There are several terms commonly used for people of a certain age: Aged, Older People, Senior Citizens, the Elderly, Older Persons, Geezers (in the US) – Library of Congress used to use Aged and now uses Older People with references from the others. But the key is that there is one heading designated as the place for all books on that subject.
Or Sistine Chapel vs. Cappella Sistina – goes from 4 to 8 and it doubles!
Sistine Chapel (not statistically significant) vs. Religious Buildings.
The specificity you can achieve depends on the list. LC very specific, BISAC less so – both have their benefits.
Subjects are very useful for grouping data together for analytical purposes as well as data retrieval…and these days to a lesser extent, shelving.
BISAC is the subject language we all speak so I’m sure (or hope) all of you know about BISAC subjects.
For over 20 years, BISAC subjects have been the North American book industry standard for subject classification.
BISAC stands for Book Industry Standards and Communications – the former name for BISG – the subjects retained the name when BISG adopted that name.
They are maintained by the BISAC Subject Committee of BISG which meets monthly and new version is issued in the Fall.
4499 codes/subjects (we really should have added just one more last year) grouped under 54 main sections (cross-references are included in the Word and PDF versions).
The subject list is available on the BISG site at no cost for lookup purposes. You need to license the list (or join BISG) in order to download versions in Excel, PDF and Word for unlimited use and incorporation in your company's internal databases.

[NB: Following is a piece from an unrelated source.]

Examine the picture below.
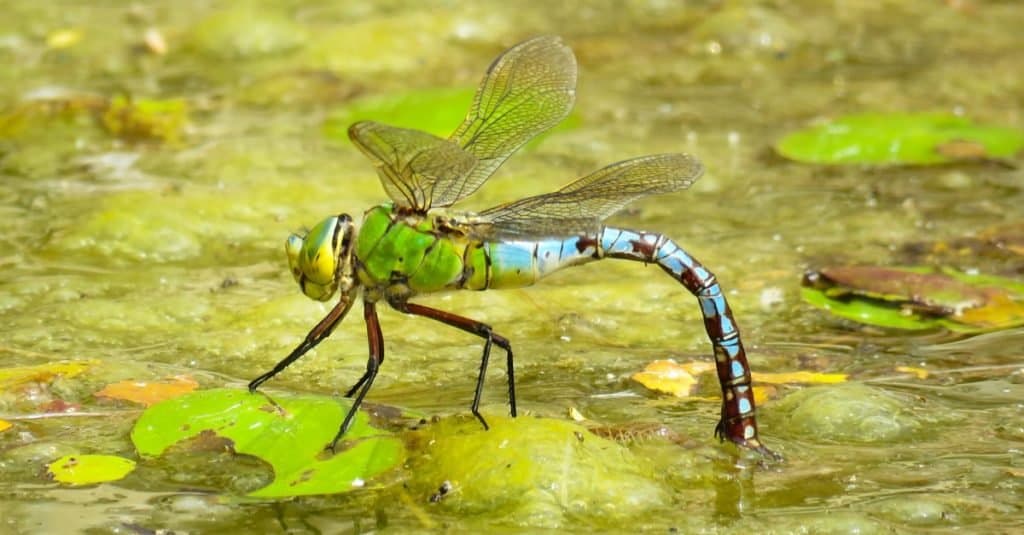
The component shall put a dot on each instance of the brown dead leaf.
(148, 393)
(920, 373)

Here’s a sample of the beginning of the ARC section.
All codes begin with ARC
000000 first
Effectively random codes otherwise
ARC001000 way down the list
Hierarchy based on text
Xrefs within section and outside of section (in this case subject was moved)

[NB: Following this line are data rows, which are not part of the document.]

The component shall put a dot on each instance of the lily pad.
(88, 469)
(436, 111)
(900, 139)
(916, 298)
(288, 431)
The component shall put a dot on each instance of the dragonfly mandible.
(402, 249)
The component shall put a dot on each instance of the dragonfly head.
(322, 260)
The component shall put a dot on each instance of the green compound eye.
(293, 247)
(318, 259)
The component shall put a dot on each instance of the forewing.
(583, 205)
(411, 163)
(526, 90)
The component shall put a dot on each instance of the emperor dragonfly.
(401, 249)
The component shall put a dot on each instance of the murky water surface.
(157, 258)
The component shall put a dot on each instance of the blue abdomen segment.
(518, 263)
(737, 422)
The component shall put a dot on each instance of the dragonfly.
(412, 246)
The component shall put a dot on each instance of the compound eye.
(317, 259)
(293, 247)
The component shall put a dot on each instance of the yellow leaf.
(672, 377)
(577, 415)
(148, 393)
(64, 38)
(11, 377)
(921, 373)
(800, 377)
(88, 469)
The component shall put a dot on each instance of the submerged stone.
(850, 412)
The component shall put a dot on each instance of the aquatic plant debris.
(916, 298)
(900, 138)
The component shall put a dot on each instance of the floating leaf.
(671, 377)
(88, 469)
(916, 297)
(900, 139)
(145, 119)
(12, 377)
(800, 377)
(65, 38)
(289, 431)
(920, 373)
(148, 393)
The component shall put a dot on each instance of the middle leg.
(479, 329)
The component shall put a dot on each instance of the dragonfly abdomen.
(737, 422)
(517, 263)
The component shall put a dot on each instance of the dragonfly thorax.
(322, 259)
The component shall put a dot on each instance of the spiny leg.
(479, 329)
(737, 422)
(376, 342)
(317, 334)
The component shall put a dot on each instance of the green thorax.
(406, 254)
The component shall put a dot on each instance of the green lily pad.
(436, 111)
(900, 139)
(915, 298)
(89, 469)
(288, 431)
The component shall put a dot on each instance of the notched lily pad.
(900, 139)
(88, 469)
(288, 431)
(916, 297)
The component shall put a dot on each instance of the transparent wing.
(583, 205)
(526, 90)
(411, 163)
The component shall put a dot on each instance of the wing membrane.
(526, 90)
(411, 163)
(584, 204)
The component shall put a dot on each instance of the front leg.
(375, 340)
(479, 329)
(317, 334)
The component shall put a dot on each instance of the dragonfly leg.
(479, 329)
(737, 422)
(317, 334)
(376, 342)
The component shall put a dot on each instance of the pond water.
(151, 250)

Contributions from various national groups.
Unlike LC or Bowker….
The longer the code is, the farther down it is in the hierarchy and the more specific it is – only the most specific code is needed. This applies to subject codes and qualifier codes. While all codes are available for assignment, some are there more as headers than as codes that would be expected to be assigned.

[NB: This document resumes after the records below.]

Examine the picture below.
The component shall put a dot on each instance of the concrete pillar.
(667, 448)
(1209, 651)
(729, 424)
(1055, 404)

Number indicates the type of qualifier.
Each set of qualifiers has its rules.
E.g., for Geographical qualifiers:
USE: to indicate the geographical scope or applicability of book content (such as the location of a travel guide, the setting of a novel, the jurisdiction to which laws apply, etc.).
DO NOT USE: to indicate the literary tradition of the work or to indicate the location or nationality of the author, publisher, etc. (e.g., literature of Peru).
There really aren’t a “correct” number of subjects to assign so the only answer I can think of is “as many as are needed to adequately describe a book without being redundant”.
You do not have to force multiple codes if one will suffice. If a book is about calculus, “MAT005000 MATHEMATICS / Calculus” pretty much covers it.
But if it is a study aid for an advance placement test, that can be conveyed by additional subjects from the STUDY AIDS section.
But something like a sports biography should get a BIO code and a SPO code.
As long as the subjects being assigned are conveying new information, they’re all equally valuable.
But it is generally advisable to put the primary code first because some systems only take one code.
Not sure what it is about publishing that people think it’s easier to find things in a more general category. If the fruit section is a supermarket just piled all the fruit in one pile instead of separating it…or even mixed all the different apples together and you were looking for a macoun or an empire…you’d probably shop somewhere else.
Just to be clear…a mapping is not a lookup function…it’s not “I am receiving a code and translating it to a text”.
It’s, “I am assigning a subject from one schema and want to auto-populate another schema”.